Orindas gained research experience as an undergraduate research fellow at the Mayo Clinic, where she participated in research on the role of cerebrospinal fluid (CSF) and CHI3L1 gene expression on malignancy brain cancer (glioblastoma). This to research has been presented at several different research conferences and received awards at the 2021 Great Minds in STEM (GMiS) conference and the annual conference on biomedical research for minority scientists.

“By choosing health sciences as my major, I was able to tailor it to suit my interests and structure it to meet the requirements for admission to medical school,” says Orindas.
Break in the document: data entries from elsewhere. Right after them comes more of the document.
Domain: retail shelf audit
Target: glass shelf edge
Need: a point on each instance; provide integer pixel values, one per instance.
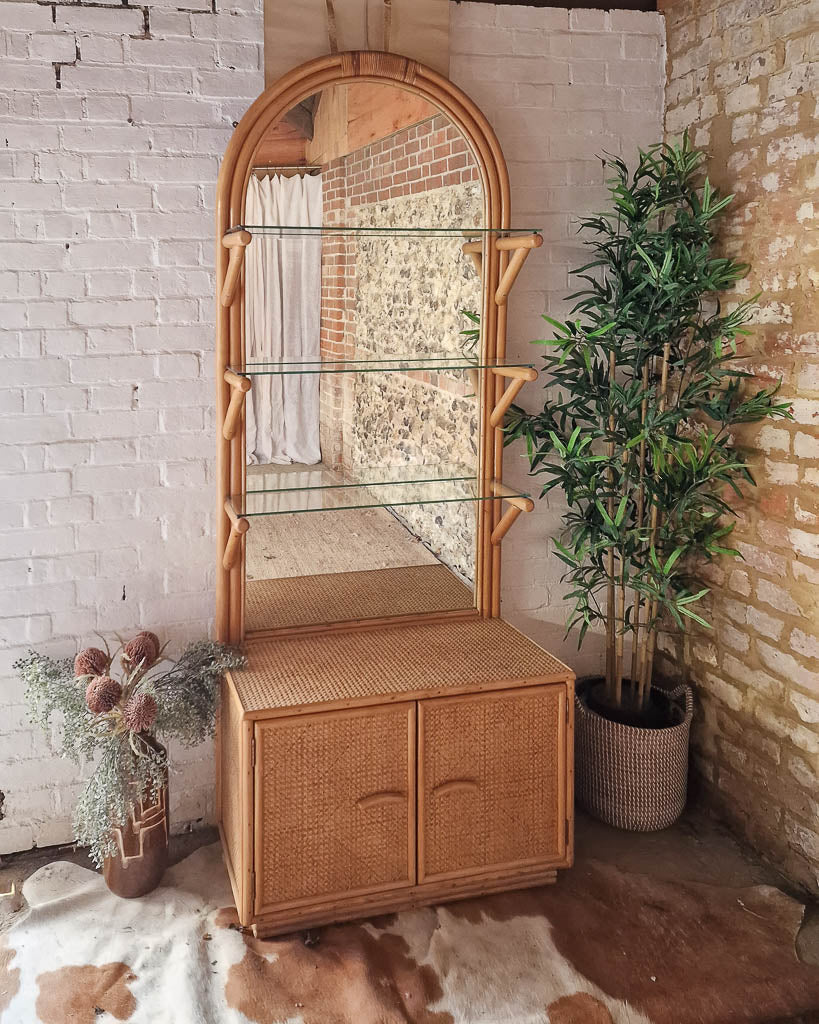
(397, 365)
(295, 230)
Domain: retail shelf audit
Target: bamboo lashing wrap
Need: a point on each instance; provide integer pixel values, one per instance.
(517, 504)
(239, 388)
(239, 526)
(235, 243)
(518, 377)
(521, 246)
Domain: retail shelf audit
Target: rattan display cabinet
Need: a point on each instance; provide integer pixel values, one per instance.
(354, 783)
(391, 741)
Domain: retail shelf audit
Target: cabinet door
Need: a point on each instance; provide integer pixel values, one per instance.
(335, 805)
(491, 781)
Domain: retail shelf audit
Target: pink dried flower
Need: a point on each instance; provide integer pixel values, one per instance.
(91, 662)
(140, 713)
(142, 648)
(102, 694)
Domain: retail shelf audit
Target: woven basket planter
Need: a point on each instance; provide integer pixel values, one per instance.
(632, 777)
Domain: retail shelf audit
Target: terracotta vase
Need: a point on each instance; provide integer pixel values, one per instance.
(138, 865)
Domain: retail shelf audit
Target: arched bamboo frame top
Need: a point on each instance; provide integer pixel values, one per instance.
(272, 104)
(360, 66)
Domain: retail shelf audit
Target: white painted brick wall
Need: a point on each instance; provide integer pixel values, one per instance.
(105, 254)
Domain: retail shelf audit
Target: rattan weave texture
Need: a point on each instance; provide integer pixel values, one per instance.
(446, 655)
(631, 777)
(316, 839)
(506, 748)
(344, 596)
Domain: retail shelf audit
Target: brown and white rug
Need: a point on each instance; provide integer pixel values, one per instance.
(602, 945)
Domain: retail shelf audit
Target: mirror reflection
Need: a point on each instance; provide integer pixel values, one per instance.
(361, 425)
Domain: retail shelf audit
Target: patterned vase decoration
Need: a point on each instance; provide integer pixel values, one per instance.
(141, 855)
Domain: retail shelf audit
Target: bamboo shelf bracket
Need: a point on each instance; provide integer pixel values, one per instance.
(239, 526)
(518, 377)
(235, 243)
(521, 245)
(240, 386)
(517, 504)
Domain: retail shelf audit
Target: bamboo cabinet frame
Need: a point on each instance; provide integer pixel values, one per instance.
(368, 671)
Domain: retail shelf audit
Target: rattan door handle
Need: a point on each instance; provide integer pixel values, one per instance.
(455, 785)
(387, 797)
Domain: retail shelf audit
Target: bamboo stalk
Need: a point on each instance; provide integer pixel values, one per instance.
(648, 651)
(638, 603)
(610, 626)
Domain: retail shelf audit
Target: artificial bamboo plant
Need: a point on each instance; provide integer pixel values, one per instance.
(644, 393)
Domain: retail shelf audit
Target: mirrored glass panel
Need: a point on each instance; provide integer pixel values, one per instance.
(362, 290)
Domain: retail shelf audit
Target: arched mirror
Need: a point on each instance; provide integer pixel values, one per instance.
(368, 246)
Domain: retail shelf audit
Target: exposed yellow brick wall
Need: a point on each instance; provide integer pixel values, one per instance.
(742, 76)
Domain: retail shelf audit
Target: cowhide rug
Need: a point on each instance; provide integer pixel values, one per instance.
(600, 946)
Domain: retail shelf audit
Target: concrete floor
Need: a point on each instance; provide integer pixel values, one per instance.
(695, 849)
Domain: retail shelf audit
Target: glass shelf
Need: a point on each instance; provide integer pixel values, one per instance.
(293, 230)
(272, 493)
(395, 364)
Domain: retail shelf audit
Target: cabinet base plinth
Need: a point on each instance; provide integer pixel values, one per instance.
(270, 925)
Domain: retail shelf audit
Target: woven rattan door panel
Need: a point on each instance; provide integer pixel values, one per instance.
(491, 781)
(335, 805)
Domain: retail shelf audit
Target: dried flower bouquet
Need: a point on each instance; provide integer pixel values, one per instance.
(100, 716)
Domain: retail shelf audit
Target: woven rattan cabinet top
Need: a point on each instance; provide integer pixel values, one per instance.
(304, 674)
As a certified practical nurse and medical technician, Orindas’ next step is to become a geriatrician, but only after taking a two-year hiatus to volunteer at Hearts for the Homeless International as a business assistant. internal. She will work with the organization’s Internal Affairs Chair to support National Chapters with the resources needed to better support people experiencing homelessness.

As a future doctor, Orindas hopes to one day open her own mobile clinic to help homeless people.

“It’s surprising how many people who are immigrants are homeless,” says Orindas. “Volunteering even after I graduate from medical school will help me improve treatment and access to health care for those who need it most.”